Edmonton In Three Acts

It was quite the walk back to work today.

Act 1:

I am 28 storeys above the story taking shape below, standing against an Epcor Tower glass balcony and moving my phone into place for a pic of the futurescape. No people are visible.

The pic shows what years of politics and weeks of steel look like as the new arena, the centrepiece of the downtown entertainment district, takes shape. I am up here talking to others about the story of our city, but I am thinking of Michel de Certeau. Writing of the experience of being 82 storeys higher than I was, atop the World Trade Center, de Certeau said: "To be lifted to the summit of the World Trade Center is to be lifted out of the city's grasp." And then: "An Icarus flying above these waters, he can ignore the devices of Daedalus in mobile and endless labyrinths far below." And again: "Must one finally fall back into the dark space where crowds move back and forth, crowds that, though visible from on high, are themselves unable to see below?"

And then de Certeau is gone, and red digital numbers contort as I drop in the elevator back to the labyrinth below. At street level it strikes me that all those construction cranes are giant alphabetic structures trying to give birth to words.

And then there are words.

Act 2:

I hear yelling across 101 St. At first it is hard to place. Then I orient myself. A construction worker is yelling at three people moving towards him. He starts the conversation explosively.

"Can't you read the fucking sign?" he yells, screams at the oncoming trio. The sidewalk is closed, he yells, adding more expletives. Two women turn back. The man he is yelling at confronts him. Under a placard that pronounces, Edmonton Arena District: Welcome To The Hub And Heart Of Edmonton, the two go at it, trading fuck you for fuck you and asshole for asshole in, admittedly, impressive metre. Turn it up:

From where I stood, the construction worker was the provocative one. Yes, the sidewalk was marked closed, but, no, there was no indication where pedestrians should go and the construction worker wasn't offering detour advice. And people will walk. Why shouldn't they? And why the verbal attack with the valence that comes from questioning his literacy? Perhaps, he can't read. Above all, I seriously doubt that that that onstruction worker, who actually represents the arena district as he is screaming and swearing, would have been screaming and swearing if his fellow citizen was Caucasian and dressed in a suit instead of a hoodie. Really, who starts a conversation by swearing at someone? Who doesn't feel he has to stand his ground when sworn at? Somebody at the arena district might want to give construction buddy a lesson in civics.

Edmonton. Words. The dark space.

Act 3:

I am now underground, in the tunnels through which wind-escaping downtowners move, cutting through the Central LRT Station. And I hear words.

"Do you know how I can get to the library?" And the response from the stranger she was asking: "No, sorry, I don't."

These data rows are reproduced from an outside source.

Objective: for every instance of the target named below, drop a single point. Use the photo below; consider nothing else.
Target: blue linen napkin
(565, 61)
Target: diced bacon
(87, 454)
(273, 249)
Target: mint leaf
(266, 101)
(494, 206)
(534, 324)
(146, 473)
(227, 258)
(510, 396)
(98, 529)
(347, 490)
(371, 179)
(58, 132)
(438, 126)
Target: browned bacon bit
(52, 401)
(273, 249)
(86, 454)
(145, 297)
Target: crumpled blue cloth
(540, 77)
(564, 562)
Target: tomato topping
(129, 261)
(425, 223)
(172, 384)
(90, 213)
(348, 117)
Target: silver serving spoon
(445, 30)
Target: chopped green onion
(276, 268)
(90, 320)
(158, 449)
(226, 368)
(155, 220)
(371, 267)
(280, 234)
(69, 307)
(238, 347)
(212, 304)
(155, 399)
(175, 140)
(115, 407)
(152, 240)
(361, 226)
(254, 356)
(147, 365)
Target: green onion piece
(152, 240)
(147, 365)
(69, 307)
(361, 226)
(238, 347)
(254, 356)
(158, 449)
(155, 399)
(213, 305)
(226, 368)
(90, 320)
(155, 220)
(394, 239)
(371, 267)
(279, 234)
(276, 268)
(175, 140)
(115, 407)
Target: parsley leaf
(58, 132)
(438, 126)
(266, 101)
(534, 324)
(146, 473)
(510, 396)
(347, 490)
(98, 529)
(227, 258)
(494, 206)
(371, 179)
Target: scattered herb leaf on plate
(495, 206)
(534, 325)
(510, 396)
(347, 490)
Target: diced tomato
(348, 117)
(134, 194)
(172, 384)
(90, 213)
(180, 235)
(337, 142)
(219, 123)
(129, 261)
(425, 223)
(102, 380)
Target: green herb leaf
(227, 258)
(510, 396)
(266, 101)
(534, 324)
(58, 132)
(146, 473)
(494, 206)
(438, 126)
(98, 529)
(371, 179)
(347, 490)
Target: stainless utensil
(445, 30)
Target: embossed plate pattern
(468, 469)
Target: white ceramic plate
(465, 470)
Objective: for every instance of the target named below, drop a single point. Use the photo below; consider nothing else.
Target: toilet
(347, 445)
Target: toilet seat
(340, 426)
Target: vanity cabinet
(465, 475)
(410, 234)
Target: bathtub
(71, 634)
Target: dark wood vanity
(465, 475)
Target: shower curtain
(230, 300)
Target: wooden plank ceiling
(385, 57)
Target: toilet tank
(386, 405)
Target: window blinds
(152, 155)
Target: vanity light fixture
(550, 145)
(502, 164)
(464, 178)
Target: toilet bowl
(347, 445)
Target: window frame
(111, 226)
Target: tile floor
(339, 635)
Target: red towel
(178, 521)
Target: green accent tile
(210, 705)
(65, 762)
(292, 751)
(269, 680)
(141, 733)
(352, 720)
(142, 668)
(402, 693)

The question comes from a woman in an electric wheelchair. She is wearing a long, red leather jacket and a black jacket is visible through the outer jacket's negative V space.

I suggest she takes the train one stop. She says that's a hassle. I say she will be cold outside. She says. let's go. I ask where is she going? She says to Churchill Square for seniors benefits. I wonder what building. She says the library. She says she has had a stroke recently. She says her memory is bad. We start walking. Through ATB Place, up onto Jasper and toward the library. I ask if she knows precisely where she is going. She says she forgot the paper. I ask what was on the paper. She says SAGE. Okay, I say, as we cross in front of City Centre Mall, now we are getting somewhere. The Seniors Association of Greater Edmonton, SAGE. My mother-in-law goes there to knit. The knitting goes to deserving groups. I say my name is Glenn. She says her name is Mae. We get to SAGE, where, it turns out, the friendly ladies at the front desk confirm that May does, in fact, have an appointment at 3 pm. With Dennis.

She laughs as she says she will sit for a picture:

In our four-block walk, I learned Mae is a fellow northender, she went to Queen E (I went to O'Leary; we're enemies, she laughs), that she thinks I am retired, that she remembers Popcorn Playhouse, that it used to be on the edge of the city and now CFRN is in the middle of the city, that she doesn't think it's cold, that she would like a copy of the pic sent to her.

And that she has two wheelchairs. And that the other one has flashing lights that she takes on the road because it's safer than the sidewalks.

It was quite the walk back to work today.